Amazon PackApp, Edomiyas Beyene

01

The scale of a broken interface

Amazon's fulfillment network packs tens of millions of packages a day, 11.6 billion shipments in 2022, most of them by hand. The associates doing that work spend their entire shift staring at a single piece of software: PackApp. It tells them what to scan, what box to use, what labels to apply, and when a shipment is complete. Amazon AFT operates across hundreds of fulfillment centers globally, running every shift on internal tooling built over a decade of operational change.

PackApp shipped in 2014 and had not evolved with a decade of change in equipment, materials, and workforce. Associates spoke dozens of languages. They had varying levels of tech literacy. Many had physical disabilities. The app had none of that in mind.

The numbers told the story.
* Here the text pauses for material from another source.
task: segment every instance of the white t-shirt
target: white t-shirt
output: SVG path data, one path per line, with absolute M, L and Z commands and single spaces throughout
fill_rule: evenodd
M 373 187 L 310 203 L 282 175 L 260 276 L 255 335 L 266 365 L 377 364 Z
Pack Singles variable cost had climbed from $0.26 to $0.38 per unit since 2017. New associates needed 88 hours to reach veteran proficiency in Pack compared to 43 hours in Pick. Recordable injury rates in Pack were the highest of any process path in the network. The app wasn't just outdated. It was causing measurable business damage.

11.6^B

Shipments packed in 2022, most of them by hand

20⁺

Fragmented pack modes across the fulfillment network

88^hr

Hours to proficiency in Pack vs. 43hr for the comparable Pick role

$0.38

Per-unit pack cost in 2022, up from $0.26 since 2017

02

Seeing the real problem

Before designing anything, I needed to understand what was actually broken. I co-led a 12-week discovery phase: visits to 12 fulfillment centers across North America, Europe, and Japan, heuristic evaluations of three core pack process paths, stakeholder interviews across 6 Amazon teams, and usability and customer research sessions with 104 research participants across 6 countries.
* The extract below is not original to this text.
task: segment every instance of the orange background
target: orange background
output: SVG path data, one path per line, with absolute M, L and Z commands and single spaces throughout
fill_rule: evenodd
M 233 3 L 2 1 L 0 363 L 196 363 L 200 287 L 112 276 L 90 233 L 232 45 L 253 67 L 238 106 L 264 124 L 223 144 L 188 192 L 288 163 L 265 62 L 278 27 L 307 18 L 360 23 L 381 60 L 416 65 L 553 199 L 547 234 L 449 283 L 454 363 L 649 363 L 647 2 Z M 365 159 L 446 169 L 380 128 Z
I conducted a full UI audit, mapping every screen across 20+ pack modes, cataloging components, identifying redundancies, and building an Associate Map: a complete view of every digital and physical step a packer takes in a single shift.

What I found wasn't a visual problem. It was a cognitive load problem at industrial scale.

Pain 01

"I don't know which mode I'm in until something goes wrong."

Associate, FC-PDX5, Portland OR

Pain 02

"The codes mean nothing to me. I memorized them but I still guess."

Associate, FC-LGB8, Los Angeles CA

Pain 03

"When I'm cross-trained to a new station I feel like it's my first day again."

Associate, FC-MAN1, Manchester UK

Research synthesis and persona artifacts

03

The decision that mattered most

PackApp had accumulated over 20 distinct pack modes over a decade. Each was a slightly different version of the same core workflow, built to accommodate variations in station type, region, fulfillment type, and process path. Every time Amazon added a process requirement, someone built a new mode instead of evolving the existing ones.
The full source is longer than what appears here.